I’m glad I got out last night. I’ve been struggling with my blog because I’ve been doing nothing for the last week but unpacking and painting, and painting and unpacking. Last night Diane and I went into Cumberland. We ate at Uncle Jack’s Pizza, had dessert at European Desserts and More, and watched fireworks from Canal Place.
We sat at a covered table outside the dessert place across from another couple. As we talked a little, we discovered that they were also Christians. We talked about authors/pastors and they mentioned Rick Warren and Max Lucado. Diane and I raised them Francis Chan and went all in with David Platt.

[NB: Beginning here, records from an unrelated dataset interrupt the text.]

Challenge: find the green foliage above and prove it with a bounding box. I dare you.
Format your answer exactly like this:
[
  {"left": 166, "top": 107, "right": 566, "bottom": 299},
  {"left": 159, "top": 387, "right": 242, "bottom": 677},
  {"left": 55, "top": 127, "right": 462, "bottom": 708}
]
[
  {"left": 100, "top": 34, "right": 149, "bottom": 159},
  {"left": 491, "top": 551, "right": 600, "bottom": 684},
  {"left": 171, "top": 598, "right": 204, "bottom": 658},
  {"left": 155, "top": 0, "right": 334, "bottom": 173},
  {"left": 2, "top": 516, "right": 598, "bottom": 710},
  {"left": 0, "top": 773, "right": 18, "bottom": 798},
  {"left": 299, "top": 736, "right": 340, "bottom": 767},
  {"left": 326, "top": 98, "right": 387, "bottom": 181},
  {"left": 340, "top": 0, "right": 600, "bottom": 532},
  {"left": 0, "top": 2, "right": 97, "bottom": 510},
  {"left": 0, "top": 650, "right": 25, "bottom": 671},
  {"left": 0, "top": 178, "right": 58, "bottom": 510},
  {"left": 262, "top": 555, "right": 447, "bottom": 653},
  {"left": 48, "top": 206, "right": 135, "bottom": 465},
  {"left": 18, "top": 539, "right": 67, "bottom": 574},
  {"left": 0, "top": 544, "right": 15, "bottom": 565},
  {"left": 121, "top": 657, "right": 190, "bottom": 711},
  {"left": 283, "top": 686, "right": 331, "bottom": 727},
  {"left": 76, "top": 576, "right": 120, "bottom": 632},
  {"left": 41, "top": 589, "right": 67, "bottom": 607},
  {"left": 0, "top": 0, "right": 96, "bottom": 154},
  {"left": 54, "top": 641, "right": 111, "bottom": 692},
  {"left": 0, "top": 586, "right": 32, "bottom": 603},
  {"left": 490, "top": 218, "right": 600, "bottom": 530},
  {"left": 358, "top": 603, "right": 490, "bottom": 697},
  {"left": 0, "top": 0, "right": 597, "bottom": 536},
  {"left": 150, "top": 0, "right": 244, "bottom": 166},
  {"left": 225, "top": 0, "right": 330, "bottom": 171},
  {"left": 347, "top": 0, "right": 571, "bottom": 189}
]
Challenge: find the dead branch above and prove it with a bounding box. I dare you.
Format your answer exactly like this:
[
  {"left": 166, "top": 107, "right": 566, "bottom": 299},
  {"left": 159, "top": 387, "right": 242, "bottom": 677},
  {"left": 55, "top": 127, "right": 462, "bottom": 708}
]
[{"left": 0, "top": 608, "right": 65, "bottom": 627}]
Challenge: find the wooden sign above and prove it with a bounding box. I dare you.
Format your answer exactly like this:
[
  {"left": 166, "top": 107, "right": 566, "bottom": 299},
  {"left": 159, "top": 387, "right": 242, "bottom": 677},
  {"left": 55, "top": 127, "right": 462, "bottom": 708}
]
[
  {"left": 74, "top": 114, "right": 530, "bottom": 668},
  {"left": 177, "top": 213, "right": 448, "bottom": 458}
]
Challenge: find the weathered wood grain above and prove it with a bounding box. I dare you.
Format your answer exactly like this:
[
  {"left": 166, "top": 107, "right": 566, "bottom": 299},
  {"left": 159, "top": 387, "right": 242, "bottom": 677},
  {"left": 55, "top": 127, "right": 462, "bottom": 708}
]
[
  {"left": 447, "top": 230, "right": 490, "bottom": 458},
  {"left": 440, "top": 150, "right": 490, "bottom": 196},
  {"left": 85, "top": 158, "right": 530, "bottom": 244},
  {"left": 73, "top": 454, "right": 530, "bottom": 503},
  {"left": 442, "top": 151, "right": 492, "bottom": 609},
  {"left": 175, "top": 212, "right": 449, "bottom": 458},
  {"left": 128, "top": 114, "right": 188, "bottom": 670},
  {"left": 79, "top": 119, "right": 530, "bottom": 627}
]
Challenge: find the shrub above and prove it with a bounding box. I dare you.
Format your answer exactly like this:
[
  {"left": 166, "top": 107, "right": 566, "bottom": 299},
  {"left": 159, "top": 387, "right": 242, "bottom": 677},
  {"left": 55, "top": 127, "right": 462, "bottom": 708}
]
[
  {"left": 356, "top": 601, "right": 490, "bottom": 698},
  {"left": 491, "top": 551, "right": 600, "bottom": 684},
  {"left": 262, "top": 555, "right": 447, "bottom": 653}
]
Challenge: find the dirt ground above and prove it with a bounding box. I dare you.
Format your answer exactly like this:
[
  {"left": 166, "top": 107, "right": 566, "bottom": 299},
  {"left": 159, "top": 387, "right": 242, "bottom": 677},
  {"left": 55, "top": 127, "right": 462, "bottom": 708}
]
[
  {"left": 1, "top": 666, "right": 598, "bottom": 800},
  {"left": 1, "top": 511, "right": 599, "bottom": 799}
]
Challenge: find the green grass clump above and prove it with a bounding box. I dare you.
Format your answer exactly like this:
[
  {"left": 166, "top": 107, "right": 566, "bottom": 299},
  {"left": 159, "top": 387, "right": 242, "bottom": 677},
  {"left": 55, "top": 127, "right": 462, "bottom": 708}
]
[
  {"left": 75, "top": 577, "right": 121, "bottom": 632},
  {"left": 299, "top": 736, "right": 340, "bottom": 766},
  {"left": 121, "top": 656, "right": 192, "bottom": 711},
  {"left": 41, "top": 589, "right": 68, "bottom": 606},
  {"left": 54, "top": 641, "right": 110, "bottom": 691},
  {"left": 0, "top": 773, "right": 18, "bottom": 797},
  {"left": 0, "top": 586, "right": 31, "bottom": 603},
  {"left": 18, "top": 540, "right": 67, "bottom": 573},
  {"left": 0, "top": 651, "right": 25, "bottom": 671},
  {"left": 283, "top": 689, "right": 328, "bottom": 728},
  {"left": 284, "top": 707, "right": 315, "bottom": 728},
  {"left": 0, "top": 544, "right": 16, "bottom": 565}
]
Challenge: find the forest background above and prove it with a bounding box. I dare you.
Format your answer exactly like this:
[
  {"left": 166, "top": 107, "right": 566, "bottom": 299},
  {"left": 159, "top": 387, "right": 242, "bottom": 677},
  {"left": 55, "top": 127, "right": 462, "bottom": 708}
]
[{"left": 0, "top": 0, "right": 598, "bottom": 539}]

I have nothing against Rick Warren; I’ve read the Purpose Driven Life. I’ve got a Max Lucado Study Bible, seriously. Max has cute little stories in the margins. But Warren and Lucado are a little like Joel Osteen to me. Diane called it a “Cotton Candy Christianity”. And I think most people absolutely love cotton candy. (And that reminds me I’m really going to miss the commercial cotton candy machine we had at Mason UMC). They are like the person who is always complimenting you. It’s not that we never need a hug because sometimes we do. But if all we ever hear are the kind words that Jesus spoke, we don’t get a full picture of Jesus.
Francis Chan and David Platt are pastors who challenge the hearer. Like Jesus did, they call out the comfortable. They talk about how we prepare too much for retirement and prepare too little for the day we meet the One who created us. They would undoubtedly love this paraphrase from C.S. Lewis: “The church exists to bring people to Christ. If they are not doing that, all the cathedrals, clergy, missions, and sermons are a waste of time.”
Cotton candy is great once in a while, but try living on it. You know you need some real food – (Paul calls it meat in 1 Corinthians 3:2). There’s nothing wrong with a little bit of Warren, Lucado, or Osteen. But you will still be hungry. Francis Chan and David Platt will give you something to chew on. I recommend the youtube sermon, Lukewarm and Loving It by Francis Chan. I also recommend the book Radical by David Platt. And when you occasionally need a hug or have a taste for something sweet, turn to Max Lucado.